The Catalan soccer team is — by revenue — the richest sports club in the world, wealthier even than the NFL’s Dallas Cowboys. But Messi’s reported annual salary of 71 million euros ($84 million) has a distorting effect on Barca’s cost structure, allowing other (worse) players to seek comparable pay, and dragging overall costs up. The club last year reported net profit representing just 0.5% of its 837 million euros in sales. The exit of Messi, who submitted a transfer request this week, should let it reset salary expectations and allocate its capital more efficiently.

The measly profit is partly because the club is owned by its 142,000 members, which means that it reinvests all proceeds into the playing squad. As the club’s income has increased, so have player salaries. The 44% revenue jump in revenue between 2017 and 2019 was matched by a commensurate increase in player wages.

The single biggest sales boost came from a new sponsorship agreement with Nike Inc., which started in 2018. It was reported to be worth at least 155 million euros a season, although it has ended up being quite a bit less after Barca reclaimed some marketing rights. That deal gave Messi the chance to snag a pay rise of his own. Bumper contracts followed for other players such as striker Luis Suarez, midfielder Frenkie de Jong and French star Antoine Griezmann.

Barca’s total salary bill now exceeds 485 million euros a year, the highest of any soccer team in the world. But performance on the pitch hasn’t kept up. The team has failed to win the Champions League, Europe’s top club football competition, since 2015. When Liverpool won the tournament in 2019, its wage bill was just 276 million euros — and it had five more players in the squad.

Because Barcelona’s largess hasn’t been rewarded with silverware and prize money, the club has inched toward being unprofitable. Were it not for some transfers, it might have been.

For example, last year it exchanged second-choice goalkeeper Jasper Cillessen for Valencia’s Neto in a straight swap.
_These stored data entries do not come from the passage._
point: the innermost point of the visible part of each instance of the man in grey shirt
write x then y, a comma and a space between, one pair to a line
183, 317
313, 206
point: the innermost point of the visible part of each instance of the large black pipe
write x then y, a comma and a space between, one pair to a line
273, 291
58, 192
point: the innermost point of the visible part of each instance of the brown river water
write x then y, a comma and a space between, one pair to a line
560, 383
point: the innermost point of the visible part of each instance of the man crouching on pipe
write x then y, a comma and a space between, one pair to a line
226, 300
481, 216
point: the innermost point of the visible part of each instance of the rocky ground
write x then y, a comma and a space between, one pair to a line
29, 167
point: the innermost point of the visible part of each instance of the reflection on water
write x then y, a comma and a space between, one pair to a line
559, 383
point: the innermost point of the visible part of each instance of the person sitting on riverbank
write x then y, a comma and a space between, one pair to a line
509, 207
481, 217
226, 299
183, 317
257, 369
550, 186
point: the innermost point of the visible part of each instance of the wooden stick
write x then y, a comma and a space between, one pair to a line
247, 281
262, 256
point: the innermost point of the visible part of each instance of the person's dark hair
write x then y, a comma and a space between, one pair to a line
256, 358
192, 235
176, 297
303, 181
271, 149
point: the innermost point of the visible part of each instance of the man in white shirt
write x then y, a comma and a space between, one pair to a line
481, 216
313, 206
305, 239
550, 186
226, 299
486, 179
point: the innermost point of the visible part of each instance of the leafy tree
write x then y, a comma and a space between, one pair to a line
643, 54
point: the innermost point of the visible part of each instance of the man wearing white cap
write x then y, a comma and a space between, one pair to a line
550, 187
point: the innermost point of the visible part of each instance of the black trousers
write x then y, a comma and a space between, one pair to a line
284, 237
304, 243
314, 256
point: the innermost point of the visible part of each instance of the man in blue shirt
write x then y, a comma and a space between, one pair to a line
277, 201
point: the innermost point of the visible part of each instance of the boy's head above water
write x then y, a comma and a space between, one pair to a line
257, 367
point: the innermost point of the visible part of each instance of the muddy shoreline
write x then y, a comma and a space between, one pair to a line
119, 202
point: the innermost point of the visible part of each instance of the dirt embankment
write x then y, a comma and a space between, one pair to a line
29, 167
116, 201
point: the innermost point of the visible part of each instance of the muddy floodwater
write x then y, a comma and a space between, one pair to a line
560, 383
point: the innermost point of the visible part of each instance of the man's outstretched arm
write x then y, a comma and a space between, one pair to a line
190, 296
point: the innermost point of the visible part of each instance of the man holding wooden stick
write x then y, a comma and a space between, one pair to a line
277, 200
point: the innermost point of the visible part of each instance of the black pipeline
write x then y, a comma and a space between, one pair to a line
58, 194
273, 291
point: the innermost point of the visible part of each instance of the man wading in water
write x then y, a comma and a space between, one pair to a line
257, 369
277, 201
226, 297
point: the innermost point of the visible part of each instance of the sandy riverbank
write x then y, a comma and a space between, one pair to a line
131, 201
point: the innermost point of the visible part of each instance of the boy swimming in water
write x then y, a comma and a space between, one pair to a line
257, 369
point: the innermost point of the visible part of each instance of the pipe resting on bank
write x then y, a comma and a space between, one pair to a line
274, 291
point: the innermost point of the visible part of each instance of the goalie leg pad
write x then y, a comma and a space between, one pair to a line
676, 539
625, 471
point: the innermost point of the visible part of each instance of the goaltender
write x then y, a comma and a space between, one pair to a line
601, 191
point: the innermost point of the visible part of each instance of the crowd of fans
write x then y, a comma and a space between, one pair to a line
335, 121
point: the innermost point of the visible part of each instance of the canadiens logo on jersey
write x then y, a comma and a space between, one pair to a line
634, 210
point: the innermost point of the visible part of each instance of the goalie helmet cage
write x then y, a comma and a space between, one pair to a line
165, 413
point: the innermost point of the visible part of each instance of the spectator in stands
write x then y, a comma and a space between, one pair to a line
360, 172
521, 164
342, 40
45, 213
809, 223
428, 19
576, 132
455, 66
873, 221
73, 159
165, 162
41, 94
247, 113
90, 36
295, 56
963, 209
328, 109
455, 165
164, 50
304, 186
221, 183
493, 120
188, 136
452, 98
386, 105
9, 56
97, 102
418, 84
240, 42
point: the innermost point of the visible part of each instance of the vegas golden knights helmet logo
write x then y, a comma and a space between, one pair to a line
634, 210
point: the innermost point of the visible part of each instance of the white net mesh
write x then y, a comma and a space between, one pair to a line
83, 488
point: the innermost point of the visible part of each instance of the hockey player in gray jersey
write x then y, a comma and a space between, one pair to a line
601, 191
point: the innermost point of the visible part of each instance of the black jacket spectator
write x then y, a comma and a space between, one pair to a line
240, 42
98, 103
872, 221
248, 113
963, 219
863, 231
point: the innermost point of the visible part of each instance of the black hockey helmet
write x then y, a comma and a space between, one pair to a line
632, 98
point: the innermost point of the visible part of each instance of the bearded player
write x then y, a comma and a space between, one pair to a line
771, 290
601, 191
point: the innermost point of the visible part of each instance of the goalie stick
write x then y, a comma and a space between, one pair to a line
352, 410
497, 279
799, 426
But because of the way player values are amortized over the duration of their contract, that might have allowed Barca to record an increase in the value of its intangible assets (its players), without actually paying out any extra money. This can translate into an accounting profit at the operating level, even though there’s no cash income involved.

The Catalan giant’s ownership structure makes cash flow more important than it might be for teams with equity holders. The more it spends on players, the less it has in reserve for lean times. Being owned by the fans means that Barca can’t sell a stake in itself if it ever encounters financial difficulties. Or, at least, it can’t do so without the approval of the members, making it all but impossible.